Some questions for "mmaction/models/common/transformer.py" file.
Hello, I'm confused when I debug the TimeSformer. In the file :"mmaction/models/common/transformer.py", line about 77, it say "res_temporal = self.attn(query_t, query_t, query_t)[0].permute(1, 0, 2)". I don't understand why use three same 'query_t' as 'Q, K, V' to calculate attention. However, in origin paper, it use a linear to get 'Q, K, V'. Looking forward to your answer, thank you very much.
@WP-CV I think you are right. @Dai-Wenxun could you have a look.
@congee524 Could please help check this issue?

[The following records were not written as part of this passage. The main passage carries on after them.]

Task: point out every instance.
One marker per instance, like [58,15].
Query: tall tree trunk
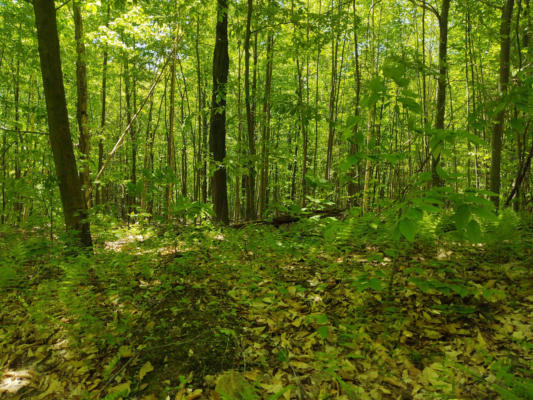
[353,143]
[148,156]
[99,194]
[217,133]
[199,94]
[332,102]
[497,132]
[441,87]
[303,127]
[74,209]
[237,211]
[250,125]
[266,127]
[171,156]
[84,142]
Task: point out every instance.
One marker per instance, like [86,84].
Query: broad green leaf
[462,216]
[473,231]
[407,228]
[323,331]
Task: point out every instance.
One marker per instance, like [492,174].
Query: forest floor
[264,313]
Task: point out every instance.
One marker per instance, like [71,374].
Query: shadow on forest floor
[262,313]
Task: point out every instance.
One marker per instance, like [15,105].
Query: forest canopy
[332,173]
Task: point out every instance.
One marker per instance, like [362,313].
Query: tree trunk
[74,209]
[217,132]
[266,127]
[441,87]
[353,143]
[171,156]
[250,125]
[84,142]
[497,132]
[99,194]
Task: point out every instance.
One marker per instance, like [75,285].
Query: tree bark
[266,127]
[441,86]
[171,156]
[497,132]
[250,125]
[84,142]
[74,209]
[217,132]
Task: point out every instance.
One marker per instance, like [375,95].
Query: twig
[127,129]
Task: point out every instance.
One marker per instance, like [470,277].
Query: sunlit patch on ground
[12,381]
[118,245]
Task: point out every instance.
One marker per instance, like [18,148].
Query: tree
[217,130]
[74,209]
[84,142]
[250,118]
[503,82]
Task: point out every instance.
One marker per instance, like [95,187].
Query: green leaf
[462,216]
[323,331]
[473,231]
[375,284]
[407,228]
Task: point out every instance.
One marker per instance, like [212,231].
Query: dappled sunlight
[126,241]
[11,381]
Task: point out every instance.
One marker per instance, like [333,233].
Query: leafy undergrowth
[264,313]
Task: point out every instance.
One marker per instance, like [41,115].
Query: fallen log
[283,219]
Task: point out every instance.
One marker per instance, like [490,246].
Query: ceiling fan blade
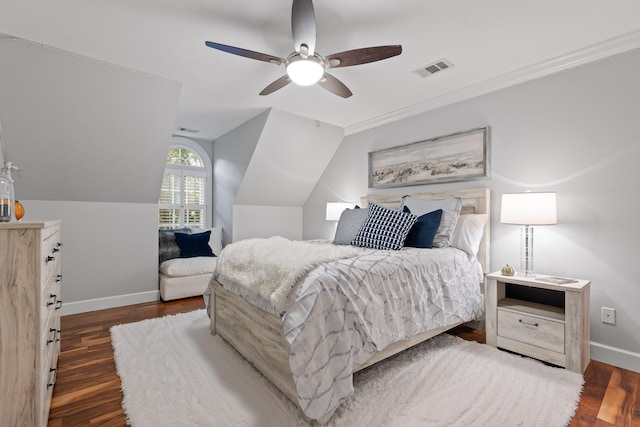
[246,53]
[363,56]
[303,25]
[334,85]
[278,84]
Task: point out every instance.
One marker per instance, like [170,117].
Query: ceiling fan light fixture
[304,71]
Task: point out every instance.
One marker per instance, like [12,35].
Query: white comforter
[344,311]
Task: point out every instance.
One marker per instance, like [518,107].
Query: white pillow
[215,240]
[450,212]
[468,233]
[179,267]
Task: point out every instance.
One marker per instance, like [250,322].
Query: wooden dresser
[29,320]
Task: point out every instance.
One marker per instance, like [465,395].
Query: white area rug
[175,373]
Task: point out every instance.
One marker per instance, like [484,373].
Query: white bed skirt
[183,287]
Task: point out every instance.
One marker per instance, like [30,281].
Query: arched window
[186,188]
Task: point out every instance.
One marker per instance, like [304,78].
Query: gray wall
[575,133]
[265,170]
[91,140]
[231,156]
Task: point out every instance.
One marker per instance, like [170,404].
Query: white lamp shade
[529,208]
[335,209]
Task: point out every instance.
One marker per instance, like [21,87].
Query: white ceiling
[492,44]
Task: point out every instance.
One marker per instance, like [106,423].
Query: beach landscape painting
[457,157]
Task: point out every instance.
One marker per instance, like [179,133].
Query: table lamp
[528,209]
[334,210]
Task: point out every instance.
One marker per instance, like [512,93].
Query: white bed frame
[257,334]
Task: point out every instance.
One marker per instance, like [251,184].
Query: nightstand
[540,317]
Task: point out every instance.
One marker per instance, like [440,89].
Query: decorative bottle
[6,193]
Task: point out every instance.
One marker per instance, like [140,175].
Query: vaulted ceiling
[491,44]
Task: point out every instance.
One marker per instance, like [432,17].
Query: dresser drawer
[50,254]
[539,332]
[49,376]
[50,305]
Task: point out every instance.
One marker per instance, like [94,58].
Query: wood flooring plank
[87,391]
[620,398]
[596,379]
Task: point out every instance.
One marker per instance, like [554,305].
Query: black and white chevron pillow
[384,228]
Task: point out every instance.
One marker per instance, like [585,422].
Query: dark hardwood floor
[87,390]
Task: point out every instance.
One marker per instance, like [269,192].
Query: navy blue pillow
[192,245]
[424,230]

@WP-CV hi, our implement use nn.MultiheadAttention. when q, k, v are same tensor(ie. query_t), it will perform a self-attention projection first, and get the projected tensor Q, K, V. then calculate multihead attention. so our implement is same as paper. for refer: https://github.com/pytorch/pytorch/blob/a4dca9822dfabcdbd1b36a12c013764f2af87613/torch/nn/functional.py#L4749-L4753
@WP-CV hi, our implement use nn.MultiheadAttention. when q, k, v are same tensor(ie. query_t), it will perform a self-attention projection first, and get the projected tensor Q, K, V. then calculate multihead attention. so our implement is same as paper. for refer: https://github.com/pytorch/pytorch/blob/a4dca9822dfabcdbd1b36a12c013764f2af87613/torch/nn/functional.py#L4749-L4753
Ok, I get it, thank you, I negligenced nn.MultiheadAttention's process.
@WP-CV If you have any further questions, feel free to re-open the issue. Thanks!